‘I just wanted to show she wasn’t forgotten.’
DEAREST ROBIN
You ran out of gas on the Hollywood Frwy. A man in a Corvette pulled over to help. You’ve not been seen of since. It’s been 17 years, but it’s always just yesterday. Still looking for you. . . .
THE ECHO PARK DUCKS
The cryptic message, which appeared in The Times’ classified section recently, caught the eye of KFI disc jockey Geoff Edwards, who read it over the air.
“It sounded so romantic,” Edwards said the other day. “I wondered if anyone knew what it was all about, and I got all kinds of calls and mail. Someone even wondered if the message was a clue to the killing.”

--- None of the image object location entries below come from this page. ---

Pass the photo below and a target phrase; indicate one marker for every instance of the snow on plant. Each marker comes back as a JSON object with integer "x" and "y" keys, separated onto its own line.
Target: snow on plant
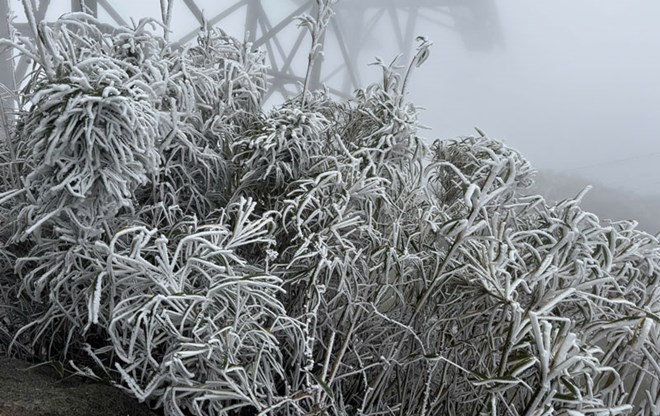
{"x": 213, "y": 259}
{"x": 195, "y": 325}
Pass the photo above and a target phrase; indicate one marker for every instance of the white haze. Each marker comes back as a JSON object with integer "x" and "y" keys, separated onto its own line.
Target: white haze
{"x": 574, "y": 86}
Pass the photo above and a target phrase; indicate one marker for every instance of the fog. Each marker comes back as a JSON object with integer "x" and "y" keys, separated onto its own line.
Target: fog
{"x": 575, "y": 88}
{"x": 572, "y": 84}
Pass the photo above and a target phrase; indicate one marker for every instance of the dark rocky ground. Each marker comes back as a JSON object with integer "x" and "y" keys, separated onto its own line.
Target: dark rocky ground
{"x": 40, "y": 391}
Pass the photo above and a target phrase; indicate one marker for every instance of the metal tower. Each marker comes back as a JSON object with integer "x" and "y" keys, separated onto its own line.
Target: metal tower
{"x": 271, "y": 25}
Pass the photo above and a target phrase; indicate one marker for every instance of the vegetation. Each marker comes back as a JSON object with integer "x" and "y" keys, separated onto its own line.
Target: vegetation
{"x": 162, "y": 232}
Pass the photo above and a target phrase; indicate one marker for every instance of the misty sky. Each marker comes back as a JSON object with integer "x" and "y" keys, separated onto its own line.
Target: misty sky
{"x": 575, "y": 86}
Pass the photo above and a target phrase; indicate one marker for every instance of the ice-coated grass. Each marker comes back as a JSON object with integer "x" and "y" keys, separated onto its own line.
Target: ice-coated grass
{"x": 163, "y": 233}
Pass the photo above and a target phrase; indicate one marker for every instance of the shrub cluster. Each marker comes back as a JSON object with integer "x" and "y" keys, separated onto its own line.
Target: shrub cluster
{"x": 162, "y": 232}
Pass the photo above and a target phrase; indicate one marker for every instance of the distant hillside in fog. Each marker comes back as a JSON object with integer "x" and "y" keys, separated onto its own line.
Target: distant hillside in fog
{"x": 607, "y": 203}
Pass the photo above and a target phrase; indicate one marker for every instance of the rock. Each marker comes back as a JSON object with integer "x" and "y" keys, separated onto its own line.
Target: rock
{"x": 39, "y": 391}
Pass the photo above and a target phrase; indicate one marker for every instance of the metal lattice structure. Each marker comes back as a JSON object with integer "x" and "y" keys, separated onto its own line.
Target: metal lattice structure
{"x": 271, "y": 26}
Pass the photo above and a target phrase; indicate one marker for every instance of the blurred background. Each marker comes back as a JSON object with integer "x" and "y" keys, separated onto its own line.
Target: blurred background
{"x": 574, "y": 85}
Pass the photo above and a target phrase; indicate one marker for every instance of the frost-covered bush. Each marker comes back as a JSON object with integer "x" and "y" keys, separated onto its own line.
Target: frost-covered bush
{"x": 164, "y": 233}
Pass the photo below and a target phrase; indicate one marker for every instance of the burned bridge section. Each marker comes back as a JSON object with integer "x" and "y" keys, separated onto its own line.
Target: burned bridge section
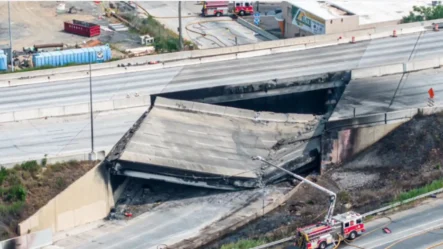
{"x": 211, "y": 146}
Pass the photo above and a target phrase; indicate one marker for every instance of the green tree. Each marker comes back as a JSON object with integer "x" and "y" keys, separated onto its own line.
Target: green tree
{"x": 423, "y": 13}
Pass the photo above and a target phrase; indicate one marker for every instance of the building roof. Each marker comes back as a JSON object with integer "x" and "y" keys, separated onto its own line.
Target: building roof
{"x": 376, "y": 11}
{"x": 369, "y": 11}
{"x": 322, "y": 9}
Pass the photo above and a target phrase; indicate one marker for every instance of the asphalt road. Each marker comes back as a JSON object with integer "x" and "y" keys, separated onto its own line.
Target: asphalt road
{"x": 25, "y": 140}
{"x": 417, "y": 228}
{"x": 221, "y": 31}
{"x": 32, "y": 139}
{"x": 390, "y": 93}
{"x": 284, "y": 65}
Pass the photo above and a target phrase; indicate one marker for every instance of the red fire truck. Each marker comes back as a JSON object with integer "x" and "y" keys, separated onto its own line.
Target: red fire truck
{"x": 215, "y": 8}
{"x": 348, "y": 225}
{"x": 321, "y": 235}
{"x": 243, "y": 8}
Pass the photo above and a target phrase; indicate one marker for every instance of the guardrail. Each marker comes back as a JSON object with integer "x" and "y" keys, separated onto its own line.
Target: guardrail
{"x": 298, "y": 43}
{"x": 380, "y": 118}
{"x": 278, "y": 242}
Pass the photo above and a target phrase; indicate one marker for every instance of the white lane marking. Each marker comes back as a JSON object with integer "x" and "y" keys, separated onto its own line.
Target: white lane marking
{"x": 385, "y": 240}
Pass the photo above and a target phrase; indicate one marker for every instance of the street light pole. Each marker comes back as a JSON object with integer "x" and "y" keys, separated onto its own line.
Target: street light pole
{"x": 10, "y": 36}
{"x": 90, "y": 104}
{"x": 180, "y": 24}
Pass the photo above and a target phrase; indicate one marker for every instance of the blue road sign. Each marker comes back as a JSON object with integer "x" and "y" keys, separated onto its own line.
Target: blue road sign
{"x": 257, "y": 18}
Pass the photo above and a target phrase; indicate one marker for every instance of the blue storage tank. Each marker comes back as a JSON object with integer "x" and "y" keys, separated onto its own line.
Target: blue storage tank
{"x": 73, "y": 56}
{"x": 3, "y": 61}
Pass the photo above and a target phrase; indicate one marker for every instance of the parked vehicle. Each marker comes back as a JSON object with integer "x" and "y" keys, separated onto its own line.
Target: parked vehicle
{"x": 215, "y": 8}
{"x": 82, "y": 28}
{"x": 319, "y": 236}
{"x": 243, "y": 8}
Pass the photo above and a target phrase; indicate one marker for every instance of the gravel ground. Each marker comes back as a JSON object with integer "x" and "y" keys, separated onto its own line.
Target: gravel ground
{"x": 407, "y": 158}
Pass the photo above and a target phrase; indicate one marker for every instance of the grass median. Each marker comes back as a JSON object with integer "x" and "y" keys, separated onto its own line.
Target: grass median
{"x": 27, "y": 187}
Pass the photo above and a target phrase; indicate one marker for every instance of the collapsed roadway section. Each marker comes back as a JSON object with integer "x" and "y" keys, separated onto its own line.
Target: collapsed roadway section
{"x": 211, "y": 146}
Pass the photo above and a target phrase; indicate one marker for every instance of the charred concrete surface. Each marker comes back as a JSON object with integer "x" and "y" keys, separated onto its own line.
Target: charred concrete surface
{"x": 211, "y": 146}
{"x": 261, "y": 89}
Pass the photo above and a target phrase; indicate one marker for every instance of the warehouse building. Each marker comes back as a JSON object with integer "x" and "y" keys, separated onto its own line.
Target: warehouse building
{"x": 310, "y": 17}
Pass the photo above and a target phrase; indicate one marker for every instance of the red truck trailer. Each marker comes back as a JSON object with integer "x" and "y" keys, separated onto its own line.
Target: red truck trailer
{"x": 215, "y": 8}
{"x": 82, "y": 28}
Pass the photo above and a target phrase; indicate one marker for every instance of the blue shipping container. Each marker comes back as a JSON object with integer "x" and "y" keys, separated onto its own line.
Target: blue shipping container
{"x": 3, "y": 61}
{"x": 73, "y": 56}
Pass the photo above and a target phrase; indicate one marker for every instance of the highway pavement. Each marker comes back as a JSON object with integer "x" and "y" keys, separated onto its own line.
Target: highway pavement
{"x": 33, "y": 139}
{"x": 283, "y": 65}
{"x": 20, "y": 140}
{"x": 417, "y": 228}
{"x": 390, "y": 93}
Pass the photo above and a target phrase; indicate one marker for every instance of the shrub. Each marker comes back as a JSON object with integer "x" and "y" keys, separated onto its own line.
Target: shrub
{"x": 30, "y": 166}
{"x": 3, "y": 174}
{"x": 16, "y": 193}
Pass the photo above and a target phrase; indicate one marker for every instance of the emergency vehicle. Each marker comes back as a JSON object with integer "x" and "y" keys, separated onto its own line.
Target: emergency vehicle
{"x": 215, "y": 8}
{"x": 243, "y": 8}
{"x": 348, "y": 225}
{"x": 321, "y": 235}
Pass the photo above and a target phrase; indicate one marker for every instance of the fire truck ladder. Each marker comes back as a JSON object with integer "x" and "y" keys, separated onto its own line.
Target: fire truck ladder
{"x": 332, "y": 195}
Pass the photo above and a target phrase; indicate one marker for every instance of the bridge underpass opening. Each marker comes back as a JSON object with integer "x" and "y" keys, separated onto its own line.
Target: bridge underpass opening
{"x": 311, "y": 102}
{"x": 314, "y": 94}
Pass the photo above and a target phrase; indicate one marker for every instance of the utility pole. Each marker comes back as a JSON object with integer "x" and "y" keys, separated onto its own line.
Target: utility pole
{"x": 180, "y": 24}
{"x": 90, "y": 104}
{"x": 10, "y": 37}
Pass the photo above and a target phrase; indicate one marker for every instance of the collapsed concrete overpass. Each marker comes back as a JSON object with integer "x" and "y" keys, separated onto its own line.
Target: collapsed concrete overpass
{"x": 211, "y": 146}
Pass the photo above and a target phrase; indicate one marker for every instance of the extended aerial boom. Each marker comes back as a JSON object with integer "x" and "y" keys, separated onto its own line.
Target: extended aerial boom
{"x": 332, "y": 195}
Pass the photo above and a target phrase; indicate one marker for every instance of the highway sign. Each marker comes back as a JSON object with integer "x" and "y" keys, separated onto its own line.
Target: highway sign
{"x": 431, "y": 93}
{"x": 257, "y": 18}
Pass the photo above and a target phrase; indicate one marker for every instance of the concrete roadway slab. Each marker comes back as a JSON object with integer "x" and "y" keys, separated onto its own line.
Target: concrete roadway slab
{"x": 33, "y": 139}
{"x": 240, "y": 71}
{"x": 172, "y": 221}
{"x": 215, "y": 140}
{"x": 383, "y": 94}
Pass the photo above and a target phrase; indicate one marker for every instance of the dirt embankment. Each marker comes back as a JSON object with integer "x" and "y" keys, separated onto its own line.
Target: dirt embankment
{"x": 27, "y": 187}
{"x": 408, "y": 158}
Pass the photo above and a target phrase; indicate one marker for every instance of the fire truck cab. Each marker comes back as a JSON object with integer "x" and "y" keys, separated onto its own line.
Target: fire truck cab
{"x": 215, "y": 8}
{"x": 243, "y": 8}
{"x": 319, "y": 236}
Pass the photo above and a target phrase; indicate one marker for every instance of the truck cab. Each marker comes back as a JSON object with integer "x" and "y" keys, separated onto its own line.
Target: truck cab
{"x": 351, "y": 224}
{"x": 322, "y": 235}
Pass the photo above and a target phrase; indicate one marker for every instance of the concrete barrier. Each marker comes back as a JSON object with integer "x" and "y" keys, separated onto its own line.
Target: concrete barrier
{"x": 218, "y": 58}
{"x": 371, "y": 33}
{"x": 410, "y": 66}
{"x": 253, "y": 54}
{"x": 6, "y": 117}
{"x": 77, "y": 205}
{"x": 131, "y": 102}
{"x": 181, "y": 63}
{"x": 60, "y": 158}
{"x": 26, "y": 114}
{"x": 376, "y": 71}
{"x": 288, "y": 49}
{"x": 75, "y": 109}
{"x": 422, "y": 64}
{"x": 29, "y": 241}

The case involved 17-year-old Robin Graham, a Pierce College student who was kidnaped off the Hollywood Freeway one night in 1970 after her car ran out of gas. No sign of her was ever found.
The young woman’s family noticed the ad, too.
“One of our daughters saw it,” said Robin’s mother, Beverly Graham. “The funny thing is, she never looks at the personal ads. But this one day. . . . “
The writer, it turns out, was Al Medrano, a 36-year-old computer operator. The family, which still lives in Echo Park, remembers him as a neighborhood friend of Robin. Medrano said this was the first time he had run such an ad. Why this year?
“Well, it occurred to me that Nov. 15 (the day of her disappearance) fell on the same day (Sunday) this year as it did in 1970,” he said. “And I just wanted to show she wasn’t forgotten.”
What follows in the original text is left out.